HAWKLINES - a Stranger Things based OC - Dorothy Kline, daughter of disgraced former Mayor Larry Kline.
a study in: the sins of the father, poor little rich girl, taking back one's own name, the unwanted daughter instead of a son, the societal pressures of being a politician's daughter, the adaptability of an only child, the father as a child's first bully, and the need to atone for the sins of a parent.
written by Liesl (30s, she/her), indie, blog 21+ due to the themes of the show.
rules | temp. about below the cut | headcanon tag | headcanon masterlist
Born in 1967 to Larry and Winnie Kline, Dorothy "Dottie" Kline was a disappointment to her father from the moment she didn't come out Larry Jr. Neither of her parents had really wanted children beyond how having an adorable little mini-me to parade around would advance Larry's image in politics, and Dottie spent more time being raised by her nanny than her actual parents.

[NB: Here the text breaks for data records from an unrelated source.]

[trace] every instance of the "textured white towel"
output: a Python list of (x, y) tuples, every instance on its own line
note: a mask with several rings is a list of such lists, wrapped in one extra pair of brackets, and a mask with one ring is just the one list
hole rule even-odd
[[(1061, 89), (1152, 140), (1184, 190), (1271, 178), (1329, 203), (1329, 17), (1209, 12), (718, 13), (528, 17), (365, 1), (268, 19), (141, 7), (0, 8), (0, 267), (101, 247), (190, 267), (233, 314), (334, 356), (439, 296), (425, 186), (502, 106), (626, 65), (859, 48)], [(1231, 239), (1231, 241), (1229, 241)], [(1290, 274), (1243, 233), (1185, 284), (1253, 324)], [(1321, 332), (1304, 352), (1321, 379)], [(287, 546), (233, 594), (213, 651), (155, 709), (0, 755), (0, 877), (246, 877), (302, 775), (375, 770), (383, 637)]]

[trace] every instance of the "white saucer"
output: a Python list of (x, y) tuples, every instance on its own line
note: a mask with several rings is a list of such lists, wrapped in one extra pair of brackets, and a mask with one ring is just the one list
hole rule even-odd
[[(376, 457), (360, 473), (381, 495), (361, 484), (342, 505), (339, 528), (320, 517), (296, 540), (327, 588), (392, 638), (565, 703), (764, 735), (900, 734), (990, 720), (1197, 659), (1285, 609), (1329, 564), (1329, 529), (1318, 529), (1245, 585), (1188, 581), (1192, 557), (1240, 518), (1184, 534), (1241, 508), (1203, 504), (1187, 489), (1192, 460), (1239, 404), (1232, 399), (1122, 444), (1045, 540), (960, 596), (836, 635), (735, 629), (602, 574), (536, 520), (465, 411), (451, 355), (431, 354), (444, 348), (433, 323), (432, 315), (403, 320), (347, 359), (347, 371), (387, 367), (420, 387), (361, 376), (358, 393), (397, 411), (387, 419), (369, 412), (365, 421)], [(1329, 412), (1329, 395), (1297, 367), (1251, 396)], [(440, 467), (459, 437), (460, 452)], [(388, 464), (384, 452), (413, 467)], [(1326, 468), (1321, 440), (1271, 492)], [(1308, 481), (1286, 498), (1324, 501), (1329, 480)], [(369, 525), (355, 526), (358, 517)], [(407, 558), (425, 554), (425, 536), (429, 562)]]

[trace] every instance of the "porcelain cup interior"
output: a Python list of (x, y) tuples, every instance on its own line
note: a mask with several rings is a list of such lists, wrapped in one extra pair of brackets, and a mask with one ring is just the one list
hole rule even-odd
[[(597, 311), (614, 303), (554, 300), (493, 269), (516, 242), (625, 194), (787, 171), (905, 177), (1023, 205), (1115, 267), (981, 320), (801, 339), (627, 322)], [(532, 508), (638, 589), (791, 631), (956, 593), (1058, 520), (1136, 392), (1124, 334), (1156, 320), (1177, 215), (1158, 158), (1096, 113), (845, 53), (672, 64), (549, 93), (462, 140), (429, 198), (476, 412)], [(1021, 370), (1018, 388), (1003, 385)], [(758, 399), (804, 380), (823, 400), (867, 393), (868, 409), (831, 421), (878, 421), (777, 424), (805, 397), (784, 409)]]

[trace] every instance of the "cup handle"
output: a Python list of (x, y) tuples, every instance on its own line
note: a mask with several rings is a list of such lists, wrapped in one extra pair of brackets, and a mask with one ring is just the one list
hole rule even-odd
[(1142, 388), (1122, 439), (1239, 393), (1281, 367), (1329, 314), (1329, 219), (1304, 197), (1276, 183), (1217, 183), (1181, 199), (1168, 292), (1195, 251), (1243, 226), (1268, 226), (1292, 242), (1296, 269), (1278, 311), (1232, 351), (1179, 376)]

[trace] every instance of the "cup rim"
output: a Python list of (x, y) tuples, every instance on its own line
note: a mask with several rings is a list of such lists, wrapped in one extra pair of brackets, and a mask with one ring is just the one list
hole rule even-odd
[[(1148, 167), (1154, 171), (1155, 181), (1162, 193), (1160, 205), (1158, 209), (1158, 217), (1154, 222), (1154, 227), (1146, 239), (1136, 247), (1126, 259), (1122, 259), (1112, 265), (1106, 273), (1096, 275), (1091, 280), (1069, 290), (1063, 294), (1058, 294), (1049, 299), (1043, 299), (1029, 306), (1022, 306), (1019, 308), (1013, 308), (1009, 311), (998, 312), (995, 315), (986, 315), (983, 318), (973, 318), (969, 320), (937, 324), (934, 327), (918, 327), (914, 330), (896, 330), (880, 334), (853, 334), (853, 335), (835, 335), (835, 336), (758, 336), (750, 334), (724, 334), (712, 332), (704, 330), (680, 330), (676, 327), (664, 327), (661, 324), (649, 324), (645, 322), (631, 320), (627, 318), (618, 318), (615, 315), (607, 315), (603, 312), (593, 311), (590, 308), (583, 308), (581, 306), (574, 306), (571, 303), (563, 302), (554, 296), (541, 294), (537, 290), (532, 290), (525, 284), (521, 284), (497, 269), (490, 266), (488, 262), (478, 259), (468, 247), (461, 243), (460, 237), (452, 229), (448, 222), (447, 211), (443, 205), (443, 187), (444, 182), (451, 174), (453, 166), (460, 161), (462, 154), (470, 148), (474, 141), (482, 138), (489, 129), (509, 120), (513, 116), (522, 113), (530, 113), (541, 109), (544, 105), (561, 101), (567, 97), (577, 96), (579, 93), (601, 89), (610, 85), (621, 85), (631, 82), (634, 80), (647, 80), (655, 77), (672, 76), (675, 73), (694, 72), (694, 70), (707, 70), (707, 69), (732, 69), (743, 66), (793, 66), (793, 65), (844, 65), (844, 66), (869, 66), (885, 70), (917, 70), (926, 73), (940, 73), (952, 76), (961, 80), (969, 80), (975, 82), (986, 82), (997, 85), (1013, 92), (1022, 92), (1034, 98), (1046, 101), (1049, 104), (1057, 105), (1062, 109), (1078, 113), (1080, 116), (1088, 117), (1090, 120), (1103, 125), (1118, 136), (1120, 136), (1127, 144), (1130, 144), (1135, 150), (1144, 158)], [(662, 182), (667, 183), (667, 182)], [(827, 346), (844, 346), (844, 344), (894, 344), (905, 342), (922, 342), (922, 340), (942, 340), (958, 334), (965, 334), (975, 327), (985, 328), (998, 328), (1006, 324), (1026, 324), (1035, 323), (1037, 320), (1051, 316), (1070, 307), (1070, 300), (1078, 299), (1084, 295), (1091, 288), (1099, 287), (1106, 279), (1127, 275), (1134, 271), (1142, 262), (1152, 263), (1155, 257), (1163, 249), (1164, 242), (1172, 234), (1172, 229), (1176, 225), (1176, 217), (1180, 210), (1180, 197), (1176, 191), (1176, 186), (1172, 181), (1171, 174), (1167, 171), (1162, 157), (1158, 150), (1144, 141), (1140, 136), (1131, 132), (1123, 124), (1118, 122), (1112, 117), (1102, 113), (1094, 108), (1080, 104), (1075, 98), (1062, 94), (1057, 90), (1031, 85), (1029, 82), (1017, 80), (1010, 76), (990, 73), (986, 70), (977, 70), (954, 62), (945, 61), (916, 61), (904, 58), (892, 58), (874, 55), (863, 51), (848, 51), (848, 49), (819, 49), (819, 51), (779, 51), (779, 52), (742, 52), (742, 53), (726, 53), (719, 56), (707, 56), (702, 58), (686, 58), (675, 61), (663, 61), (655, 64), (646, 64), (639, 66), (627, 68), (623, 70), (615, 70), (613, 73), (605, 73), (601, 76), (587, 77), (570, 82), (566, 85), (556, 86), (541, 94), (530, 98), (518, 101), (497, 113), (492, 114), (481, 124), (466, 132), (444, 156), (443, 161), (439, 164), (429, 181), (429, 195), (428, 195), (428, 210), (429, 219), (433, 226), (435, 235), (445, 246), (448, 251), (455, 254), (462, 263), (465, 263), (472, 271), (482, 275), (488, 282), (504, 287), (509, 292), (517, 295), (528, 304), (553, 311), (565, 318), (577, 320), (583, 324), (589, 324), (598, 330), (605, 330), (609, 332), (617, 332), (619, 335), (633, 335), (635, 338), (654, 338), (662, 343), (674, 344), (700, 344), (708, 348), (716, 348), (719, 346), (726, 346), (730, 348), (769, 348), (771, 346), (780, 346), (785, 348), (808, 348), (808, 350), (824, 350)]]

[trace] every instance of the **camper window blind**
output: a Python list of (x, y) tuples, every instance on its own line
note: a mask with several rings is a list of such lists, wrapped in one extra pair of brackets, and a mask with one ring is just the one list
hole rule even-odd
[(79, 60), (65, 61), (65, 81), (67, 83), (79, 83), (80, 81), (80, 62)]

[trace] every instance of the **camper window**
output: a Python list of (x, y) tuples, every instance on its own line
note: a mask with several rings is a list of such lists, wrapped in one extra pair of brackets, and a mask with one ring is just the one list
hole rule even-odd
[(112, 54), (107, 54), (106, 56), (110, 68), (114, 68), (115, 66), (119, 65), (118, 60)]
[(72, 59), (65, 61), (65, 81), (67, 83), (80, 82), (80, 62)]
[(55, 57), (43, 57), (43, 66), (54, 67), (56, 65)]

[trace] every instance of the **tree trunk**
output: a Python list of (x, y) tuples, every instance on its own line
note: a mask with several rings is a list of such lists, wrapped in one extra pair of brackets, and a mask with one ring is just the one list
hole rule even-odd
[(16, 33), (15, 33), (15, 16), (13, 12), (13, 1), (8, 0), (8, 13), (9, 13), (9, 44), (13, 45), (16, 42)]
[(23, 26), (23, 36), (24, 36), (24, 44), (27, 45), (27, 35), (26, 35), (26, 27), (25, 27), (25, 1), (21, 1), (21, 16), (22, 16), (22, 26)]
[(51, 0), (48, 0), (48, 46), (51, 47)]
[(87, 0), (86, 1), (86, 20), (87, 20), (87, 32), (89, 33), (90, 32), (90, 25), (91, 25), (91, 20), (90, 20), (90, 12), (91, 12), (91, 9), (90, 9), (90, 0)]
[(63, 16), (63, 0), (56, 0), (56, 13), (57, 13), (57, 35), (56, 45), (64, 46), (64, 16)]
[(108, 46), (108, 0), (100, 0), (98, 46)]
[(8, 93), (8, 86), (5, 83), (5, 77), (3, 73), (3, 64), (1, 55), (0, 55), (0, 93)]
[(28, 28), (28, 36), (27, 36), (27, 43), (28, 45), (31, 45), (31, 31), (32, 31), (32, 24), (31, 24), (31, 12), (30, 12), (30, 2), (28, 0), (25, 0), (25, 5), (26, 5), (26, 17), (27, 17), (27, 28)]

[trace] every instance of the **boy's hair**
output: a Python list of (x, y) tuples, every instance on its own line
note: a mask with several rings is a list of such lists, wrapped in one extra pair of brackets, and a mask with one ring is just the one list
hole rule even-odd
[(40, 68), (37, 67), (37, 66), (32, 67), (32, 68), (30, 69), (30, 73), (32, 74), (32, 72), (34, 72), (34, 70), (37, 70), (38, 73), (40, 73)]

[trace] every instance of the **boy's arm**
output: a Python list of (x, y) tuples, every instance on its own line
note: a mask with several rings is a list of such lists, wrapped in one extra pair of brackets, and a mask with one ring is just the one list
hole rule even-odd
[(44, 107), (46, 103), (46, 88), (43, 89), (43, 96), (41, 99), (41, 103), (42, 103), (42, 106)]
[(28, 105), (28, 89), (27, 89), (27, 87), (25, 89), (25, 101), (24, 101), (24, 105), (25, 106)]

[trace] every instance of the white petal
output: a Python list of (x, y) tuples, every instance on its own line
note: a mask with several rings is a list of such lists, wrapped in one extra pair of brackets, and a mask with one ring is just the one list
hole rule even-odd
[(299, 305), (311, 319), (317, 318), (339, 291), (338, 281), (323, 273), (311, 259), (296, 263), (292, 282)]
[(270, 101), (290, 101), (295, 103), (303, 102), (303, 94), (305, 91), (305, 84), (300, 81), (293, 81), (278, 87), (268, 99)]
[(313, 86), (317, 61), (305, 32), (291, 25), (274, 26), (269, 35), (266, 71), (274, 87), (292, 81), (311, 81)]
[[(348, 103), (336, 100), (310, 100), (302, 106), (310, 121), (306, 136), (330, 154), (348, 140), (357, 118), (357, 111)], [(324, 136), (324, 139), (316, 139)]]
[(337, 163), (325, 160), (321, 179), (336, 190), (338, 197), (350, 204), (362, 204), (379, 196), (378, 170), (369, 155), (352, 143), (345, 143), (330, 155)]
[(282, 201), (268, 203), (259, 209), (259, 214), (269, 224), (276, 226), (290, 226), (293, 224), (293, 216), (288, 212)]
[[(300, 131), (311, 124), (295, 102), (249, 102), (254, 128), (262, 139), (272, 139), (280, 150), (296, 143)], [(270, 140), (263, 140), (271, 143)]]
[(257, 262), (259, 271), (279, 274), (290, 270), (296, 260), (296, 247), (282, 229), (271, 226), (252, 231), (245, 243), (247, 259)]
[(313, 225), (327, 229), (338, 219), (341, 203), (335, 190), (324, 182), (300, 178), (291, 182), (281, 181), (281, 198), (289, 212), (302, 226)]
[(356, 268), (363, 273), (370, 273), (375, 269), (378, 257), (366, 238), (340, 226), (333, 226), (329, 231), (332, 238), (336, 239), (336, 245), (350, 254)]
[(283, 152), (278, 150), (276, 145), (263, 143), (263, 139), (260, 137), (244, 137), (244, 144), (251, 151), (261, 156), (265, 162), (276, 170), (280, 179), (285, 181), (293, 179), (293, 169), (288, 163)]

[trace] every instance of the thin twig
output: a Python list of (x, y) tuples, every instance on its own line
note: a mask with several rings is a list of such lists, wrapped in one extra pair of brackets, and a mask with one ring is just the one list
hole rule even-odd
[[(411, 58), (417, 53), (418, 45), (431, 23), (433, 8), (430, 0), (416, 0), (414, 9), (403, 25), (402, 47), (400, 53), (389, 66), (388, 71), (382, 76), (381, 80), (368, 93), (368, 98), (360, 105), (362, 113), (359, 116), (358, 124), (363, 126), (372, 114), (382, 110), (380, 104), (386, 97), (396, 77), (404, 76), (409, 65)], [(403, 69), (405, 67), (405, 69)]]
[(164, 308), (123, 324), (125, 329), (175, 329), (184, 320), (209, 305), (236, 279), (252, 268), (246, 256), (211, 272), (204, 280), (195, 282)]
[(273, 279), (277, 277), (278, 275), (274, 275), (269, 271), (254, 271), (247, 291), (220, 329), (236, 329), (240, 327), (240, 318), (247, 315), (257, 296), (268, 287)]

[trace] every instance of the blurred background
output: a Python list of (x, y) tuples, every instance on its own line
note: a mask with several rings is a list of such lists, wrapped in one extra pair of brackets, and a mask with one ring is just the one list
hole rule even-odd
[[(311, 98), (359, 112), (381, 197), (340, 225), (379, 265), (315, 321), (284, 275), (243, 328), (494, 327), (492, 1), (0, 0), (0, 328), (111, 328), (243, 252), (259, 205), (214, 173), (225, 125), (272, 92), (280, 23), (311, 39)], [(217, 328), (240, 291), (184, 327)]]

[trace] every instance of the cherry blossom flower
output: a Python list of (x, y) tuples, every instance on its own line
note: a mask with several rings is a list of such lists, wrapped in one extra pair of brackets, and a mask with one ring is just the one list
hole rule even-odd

By the time she turned thirteen, Dottie had gotten used to her father's pendulum of an attitude towards her (proud, charming father in public, but never once the cameras went away), and by the time she was in high school, she stopped trying so hard to be daddy's perfect girl and just tried to figure out who she wanted to be. She'd never be good enough for him, but at least if he was mad at her he was paying attention, right?
Her world turned upside down after the disaster at Starcourt Mall, and her father's corruption was exposed. Dottie had known her father wasn't a good person, but the depth of his corruption was a shock. People who were her friends one day wanted nothing to do with her the next. Feeling an enormous sense of guilt for all the pain her father had caused, Dottie put her focus on trying to figure out something -- anything -- she could do to make things right.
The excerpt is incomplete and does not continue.